In an optional embodiment, within a preset duration, the processor in the gateway device controls the gateway device to send power status information to the preset platform through the mobile network data, where the power status information at least includes a power supply status of a power supply that supplies power to the gateway device.
Optionally, when the capacitor of the electric energy storage unit is started to supply power to the network device, the processor in the gateway device senses the power state information through the sensor, and controls the gateway device to send the power state information to the preset platform through the mobile network data. For example, when the sensor senses that the network device enters a power-off state, the processor in the gateway device may activate the capacitor to power the network device. Meanwhile, within the preset duration of the capacitor power supply, the processor transmits the power supply state information of the power supply fault to the preset platform so as to inform technicians that the network equipment is in fault. When the sensor senses that the network equipment recovers to a normal power supply state within the preset time, the processor can transmit the power supply state information of power supply fault restoration to the preset platform again.
In the process, the capacitor can supply power for the gateway equipment within preset time, so that the processor in the gateway equipment can send the abnormal power supply information to the preset platform within the preset time in time, and the problems that the existing gateway equipment is difficult to report the final abnormal power supply information to the preset platform and the gateway equipment lacks real-time working state sensing management are solved.
As can be seen from the above, in the embodiment of the present invention, the gateway device intercepts the data packet sent by the cloud server to the terminal device, and further performs security monitoring on the data packet, thereby realizing the effect of actively monitoring the data safely and finding the hidden risk of the data transmission in time in the data transmission process, avoiding the situation that in the data transmission process, due to the lack of monitoring on the data, the resulting data is exposed in the internet, is easy to be attacked or intercepted by malicious programs, in addition, the network connection between the gateway equipment and the cloud server can be controlled according to the target detection result obtained by the safety monitoring, thereby realizing the effects of timely and actively disconnecting the network connection and interrupting the further transmission of the abnormal data when the abnormal data packet is found, and then the risk of data leakage is avoided, and the data security in the data transmission process is greatly improved.
Fig. 3 is a schematic diagram of an alternative gateway device according to an embodiment of the present invention, which is specifically described as follows:
optionally, as shown in fig. 3, the gateway device selects a localized processor chip as a hardware core device, for example, a localized rayleigh micro RK3568 processor chip, and since the existing gateway device usually uses a foreign processor chip, which is not beneficial to autonomous security of the gateway device, in the embodiment of the present invention, the localized processor chip is used to replace a conventional foreign processor chip, so that an autonomous controllable technical effect can be achieved from the perspective of the security design of the whole device.
Optionally, as shown in fig. 3, the gateway device further has an embedded memory for storing an operating system and an application program; a serial interface device operable to operate the chip; the clock chip is used for chip timing; an identification code for serving as a unique identifier of the gateway device; the sensor is used for sensing the power state of the gateway equipment; the storage expansion reserves a double-layer card slot for subsequent storage expansion; the restarting button is used for restarting a mainboard of the gateway equipment; the gateway equipment comprises at least four indicator lamps, a power supply, a gateway equipment mobile network and a wireless communication module, wherein the at least four indicator lamps are used for marking a power supply starting state, a gateway equipment running state, a gateway equipment mobile network connection state and a wireless communication state; the USB interface is used for connecting peripheral equipment; the 4-path serial port is used for expanding the serial port of the gateway equipment; and the debugging interface is used for connecting debugging equipment.
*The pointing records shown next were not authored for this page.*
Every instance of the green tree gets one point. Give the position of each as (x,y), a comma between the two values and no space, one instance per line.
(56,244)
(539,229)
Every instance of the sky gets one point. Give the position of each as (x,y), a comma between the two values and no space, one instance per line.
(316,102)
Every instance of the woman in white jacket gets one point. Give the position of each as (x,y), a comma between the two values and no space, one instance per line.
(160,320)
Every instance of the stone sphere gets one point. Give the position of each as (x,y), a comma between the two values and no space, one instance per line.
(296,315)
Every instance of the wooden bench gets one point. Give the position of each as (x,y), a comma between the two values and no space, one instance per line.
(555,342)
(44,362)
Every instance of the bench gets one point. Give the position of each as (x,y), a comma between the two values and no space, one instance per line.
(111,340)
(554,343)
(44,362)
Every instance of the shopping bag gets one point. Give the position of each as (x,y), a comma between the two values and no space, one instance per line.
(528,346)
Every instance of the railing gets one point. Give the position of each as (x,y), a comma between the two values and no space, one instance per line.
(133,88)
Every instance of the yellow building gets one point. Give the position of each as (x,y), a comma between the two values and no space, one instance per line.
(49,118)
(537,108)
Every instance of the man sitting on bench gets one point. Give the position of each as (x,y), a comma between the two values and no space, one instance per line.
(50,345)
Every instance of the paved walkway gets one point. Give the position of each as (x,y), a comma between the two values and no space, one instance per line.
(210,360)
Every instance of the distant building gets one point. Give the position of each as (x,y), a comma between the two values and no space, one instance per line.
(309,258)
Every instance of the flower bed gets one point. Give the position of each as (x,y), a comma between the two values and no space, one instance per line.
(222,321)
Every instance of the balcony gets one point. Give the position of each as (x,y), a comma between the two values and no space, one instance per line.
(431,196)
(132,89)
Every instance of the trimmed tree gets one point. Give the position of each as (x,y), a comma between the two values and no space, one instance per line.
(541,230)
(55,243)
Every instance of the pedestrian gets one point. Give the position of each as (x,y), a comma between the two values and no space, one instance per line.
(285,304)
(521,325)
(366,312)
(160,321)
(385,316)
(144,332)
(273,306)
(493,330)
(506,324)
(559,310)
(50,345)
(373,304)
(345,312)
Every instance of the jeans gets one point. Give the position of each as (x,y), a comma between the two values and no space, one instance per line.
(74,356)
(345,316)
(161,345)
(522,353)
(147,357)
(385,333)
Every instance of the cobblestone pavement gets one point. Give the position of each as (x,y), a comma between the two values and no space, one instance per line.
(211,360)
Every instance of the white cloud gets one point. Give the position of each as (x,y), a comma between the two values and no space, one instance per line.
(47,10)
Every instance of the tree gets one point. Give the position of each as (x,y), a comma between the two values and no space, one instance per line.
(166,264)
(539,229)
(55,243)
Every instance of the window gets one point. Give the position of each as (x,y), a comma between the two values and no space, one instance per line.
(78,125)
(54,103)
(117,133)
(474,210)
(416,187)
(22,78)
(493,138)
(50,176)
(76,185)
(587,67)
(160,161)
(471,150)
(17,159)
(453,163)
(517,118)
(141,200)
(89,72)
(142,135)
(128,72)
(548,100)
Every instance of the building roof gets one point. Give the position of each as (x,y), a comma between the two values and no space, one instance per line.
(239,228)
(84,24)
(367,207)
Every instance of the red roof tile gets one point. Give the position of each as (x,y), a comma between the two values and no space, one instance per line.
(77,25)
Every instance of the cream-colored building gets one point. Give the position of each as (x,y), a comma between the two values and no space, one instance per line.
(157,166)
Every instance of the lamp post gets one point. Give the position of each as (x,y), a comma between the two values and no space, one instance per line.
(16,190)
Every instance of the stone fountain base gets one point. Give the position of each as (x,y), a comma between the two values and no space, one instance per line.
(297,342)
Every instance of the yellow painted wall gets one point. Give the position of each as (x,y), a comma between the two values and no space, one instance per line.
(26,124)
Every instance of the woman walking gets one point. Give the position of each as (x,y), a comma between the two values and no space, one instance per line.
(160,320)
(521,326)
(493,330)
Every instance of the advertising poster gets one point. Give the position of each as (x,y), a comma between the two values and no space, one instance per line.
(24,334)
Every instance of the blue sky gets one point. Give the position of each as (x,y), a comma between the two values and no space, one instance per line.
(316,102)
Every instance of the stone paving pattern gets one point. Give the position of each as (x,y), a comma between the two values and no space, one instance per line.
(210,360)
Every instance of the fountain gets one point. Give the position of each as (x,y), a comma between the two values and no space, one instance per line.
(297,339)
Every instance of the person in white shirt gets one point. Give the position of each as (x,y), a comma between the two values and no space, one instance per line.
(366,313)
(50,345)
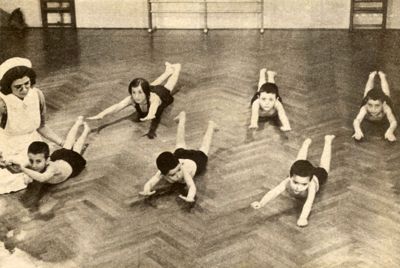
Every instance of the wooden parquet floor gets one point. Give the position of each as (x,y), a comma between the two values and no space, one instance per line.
(103,222)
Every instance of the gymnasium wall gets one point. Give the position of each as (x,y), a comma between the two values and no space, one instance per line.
(278,14)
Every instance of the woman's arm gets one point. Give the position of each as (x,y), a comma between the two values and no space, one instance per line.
(282,116)
(272,194)
(113,109)
(312,190)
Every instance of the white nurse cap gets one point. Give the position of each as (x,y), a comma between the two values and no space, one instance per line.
(13,62)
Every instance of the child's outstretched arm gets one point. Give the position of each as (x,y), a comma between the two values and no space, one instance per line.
(389,134)
(113,109)
(282,116)
(255,107)
(358,134)
(191,187)
(272,194)
(303,219)
(37,176)
(150,184)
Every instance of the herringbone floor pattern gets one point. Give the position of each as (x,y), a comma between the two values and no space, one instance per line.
(103,222)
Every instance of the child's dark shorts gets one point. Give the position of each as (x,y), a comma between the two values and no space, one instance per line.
(321,174)
(75,160)
(197,156)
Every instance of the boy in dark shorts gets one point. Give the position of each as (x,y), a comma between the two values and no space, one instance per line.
(182,165)
(148,99)
(377,108)
(45,170)
(304,180)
In addition, the gateway device is also provided with a management network port, a communication network port, a wireless communication module, a bus interface, a memory bank and other components, and can work under the voltage input of 8-36 v.
Furthermore, the gateway device with the domestic processor chip can achieve the test indexes through high-temperature test, static test, fast transient test and surge test, and has excellent stability.
According to the content, the gateway equipment is independently controllable by using the domestic processor chip, the safety and stability of the data transmission process are improved, and the risk of data leakage is greatly reduced.
Example 2
According to an embodiment of the present invention, an apparatus embodiment for controlling a gateway device is further provided, where fig. 4 is a schematic diagram of an apparatus for controlling a gateway device according to an embodiment of the present invention, and as shown in fig. 4, the apparatus includes: an acquisition module 401, a detection module 403, and a control module 405.
The acquiring module 401 is configured to acquire a data packet intercepted by the gateway device, where the data packet is sent to the terminal device by the cloud server; the detection module 403 is configured to perform security detection on the data packet to obtain a target detection result; and a control module 405, configured to control network connection between the gateway device and the cloud server according to the target detection result.
It should be noted that the acquiring module 401, the detecting module 403, and the controlling module 405 correspond to steps S102 to S106 in the above embodiment, and the three modules are the same as the corresponding steps in the implementation example and application scenario, but are not limited to the disclosure in embodiment 1.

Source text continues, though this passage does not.